Department of Psychiatry, Psychosomatics and Psychotherapy, Center of Mental Health, University Hospital of Würzburg, Margarete-Höppel-Platz 1, 97080, Würzburg, Germany.
Department of Psychiatry, Psychosomatics and Psychotherapy, Center of Mental Health, University Hospital of Würzburg, Margarete-Höppel-Platz 1, 97080, Würzburg, Germany; Interdisciplinary Center for Clinical Research, University of Würzburg, Josef-Schneider-Strasse 2, 97080, Würzburg, Germany; Comprehensive Heart Failure Center, University Hospital of Würzburg, Am Schwarzenberg 15, Würzburg, 97080, Germany.
Psychoneuroendocrinology. 2020 Apr;114:104590. doi: 10.1016/j.psyneuen.2020.104590. Epub 2020 Jan 26.
A dysregulation in the hypothalamic-pituitary-adrenal (HPA)-axis function has been repeatedly observed in major depressive disorders (MDD). Normalization of this dysregulation, i.e. of cortisol suppression after glucocorticoid receptor (GR)-stimulation, may be mandatory for clinical remission in some patient subgroups. However, there are no biological measures applied in the clinical setting to identify patient subgroups with HPA axis alterations.
We aimed to define a suppression index of cortisol concentrations before and after GR stimulation with dexamethasone to predict the variability in improvement of HPA axis activity during antidepressant treatment.
A modified dexamethasone suppression test (mDST) was performed with blood withdrawal for cortisol and ACTH measurement before and 3 h after 1.5 mg dexamethasone intake at 18:00 in two cohorts of depressed patients treated in a naturalistic setting. The discovery sample consisted of 106 patients, the replication sample of 117 patients. The suppression index was defined as cCORTpreDEXcCORTpostDEX.
The baseline suppression index explained 27.4 % of the variance in changes of HPA axis activity before and after treatment with antidepressants. Age, cCORTpreDEXcACTHpreDEX at baseline and sex explained further variance up to 56.2 % (stepwise linear regression, p = 7.8e). A threshold of the suppression index at baseline was determined by ROC analysis and revealed, that only patients with a maximum index of 2.32 achieved a normalization of the HPA axis activity after antidepressant treatment.
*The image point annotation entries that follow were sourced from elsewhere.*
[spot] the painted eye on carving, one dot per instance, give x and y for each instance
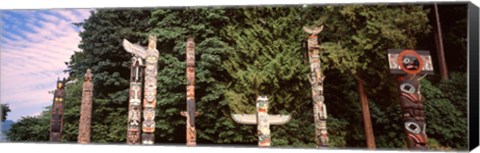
(411, 63)
(412, 127)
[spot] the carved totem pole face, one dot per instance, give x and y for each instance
(408, 64)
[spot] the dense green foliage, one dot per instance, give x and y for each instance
(244, 52)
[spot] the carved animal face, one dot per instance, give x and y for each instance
(410, 62)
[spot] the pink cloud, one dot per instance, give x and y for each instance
(33, 59)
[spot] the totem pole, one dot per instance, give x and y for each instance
(409, 65)
(191, 113)
(134, 107)
(316, 78)
(86, 110)
(150, 54)
(262, 119)
(56, 121)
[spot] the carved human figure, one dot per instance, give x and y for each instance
(86, 109)
(316, 78)
(263, 120)
(56, 120)
(191, 110)
(411, 66)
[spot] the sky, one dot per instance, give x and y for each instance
(34, 46)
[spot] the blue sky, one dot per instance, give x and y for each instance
(34, 46)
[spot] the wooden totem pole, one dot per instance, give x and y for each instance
(409, 65)
(191, 113)
(150, 54)
(86, 109)
(316, 80)
(263, 120)
(134, 102)
(56, 121)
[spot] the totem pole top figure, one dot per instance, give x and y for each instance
(313, 39)
(88, 76)
(140, 51)
(410, 62)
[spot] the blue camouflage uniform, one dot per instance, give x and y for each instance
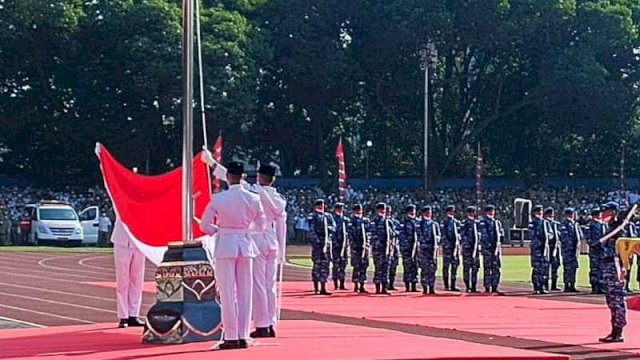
(321, 227)
(381, 238)
(470, 242)
(450, 249)
(492, 238)
(394, 254)
(609, 265)
(428, 241)
(409, 249)
(595, 231)
(340, 248)
(570, 236)
(359, 233)
(539, 247)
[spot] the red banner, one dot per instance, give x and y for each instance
(342, 174)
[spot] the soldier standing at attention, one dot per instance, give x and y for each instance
(381, 238)
(359, 240)
(612, 272)
(394, 253)
(492, 238)
(595, 232)
(321, 226)
(450, 249)
(554, 247)
(429, 239)
(539, 246)
(409, 248)
(470, 255)
(340, 246)
(571, 235)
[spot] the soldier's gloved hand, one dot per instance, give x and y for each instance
(207, 157)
In the replication sample, the threshold was 2.86. However, the estimated suppression index was not associated with treatment response.
For the first time, by establishing a short-term suppression index of cortisol before and after GR-stimulation a threshold could be identified to predict improvement of HPA axis activity during antidepressant therapy. After replication in further studies this index may help to identify patients who benefit from a specific treatment that targets components of the HPA axis in the future.
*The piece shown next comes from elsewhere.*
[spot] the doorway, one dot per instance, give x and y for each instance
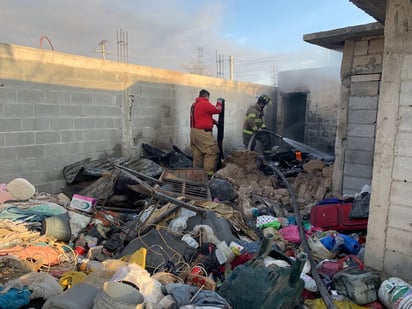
(294, 105)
下丘脑-垂体-肾上腺(HPA)轴功能失调在重度抑郁症(MDD)中反复观察到。在某些患者亚组中,这种失调的正常化,即糖皮质激素受体(GR)刺激后皮质醇的抑制,可能是临床缓解的必要条件。然而,在临床环境中没有应用生物学措施来识别 HPA 轴改变的患者亚组。
我们旨在定义用地塞米松刺激 GR 前后皮质醇浓度的抑制指数,以预测抗抑郁治疗期间 HPA 轴活性改善的可变性。
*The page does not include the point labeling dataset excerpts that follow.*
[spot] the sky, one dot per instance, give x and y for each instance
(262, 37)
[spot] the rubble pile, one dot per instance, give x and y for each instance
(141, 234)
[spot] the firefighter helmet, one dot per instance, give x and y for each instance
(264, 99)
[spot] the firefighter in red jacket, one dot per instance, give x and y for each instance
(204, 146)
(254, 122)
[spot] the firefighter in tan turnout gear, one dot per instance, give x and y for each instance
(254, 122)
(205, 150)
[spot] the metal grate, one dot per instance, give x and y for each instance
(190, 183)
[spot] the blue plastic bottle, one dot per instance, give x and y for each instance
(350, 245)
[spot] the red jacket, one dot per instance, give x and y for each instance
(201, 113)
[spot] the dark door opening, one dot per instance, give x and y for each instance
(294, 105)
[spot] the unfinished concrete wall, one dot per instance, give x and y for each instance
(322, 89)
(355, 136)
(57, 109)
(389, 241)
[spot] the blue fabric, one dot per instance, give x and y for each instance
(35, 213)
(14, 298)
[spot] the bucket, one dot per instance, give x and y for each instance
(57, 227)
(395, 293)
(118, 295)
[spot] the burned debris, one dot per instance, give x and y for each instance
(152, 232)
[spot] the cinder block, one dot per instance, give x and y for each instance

在自然环境中接受治疗的两批抑郁患者中,在 18:00 时口服 1.5mg 地塞米松前后进行改良地塞米松抑制试验(mDST),以测量皮质醇和 ACTH 的采血。发现样本包括 106 例患者,复制样本包括 117 例患者。抑制指数定义为 cCORTpreDEXcCORTpostDEX。
基线抑制指数解释了抗抑郁治疗前后 HPA 轴活性变化的 27.4%的方差。年龄、基线时的 cCORTpreDEXcACTHpreDEX 和性别进一步解释了 56.2%的方差(逐步线性回归,p=7.8e)。通过 ROC 分析确定了基线抑制指数的阈值,结果表明只有抑制指数最大值为 2.32 的患者在抗抑郁治疗后 HPA 轴活性才能正常化。在复制样本中,该阈值为 2.86。然而,估计的抑制指数与治疗反应无关。
通过建立 GR 刺激前后皮质醇的短期抑制指数,首次可以确定一个阈值来预测抗抑郁治疗期间 HPA 轴活性的改善。在未来的进一步研究中复制后,该指数可能有助于识别未来从针对 HPA 轴特定成分的特定治疗中受益的患者。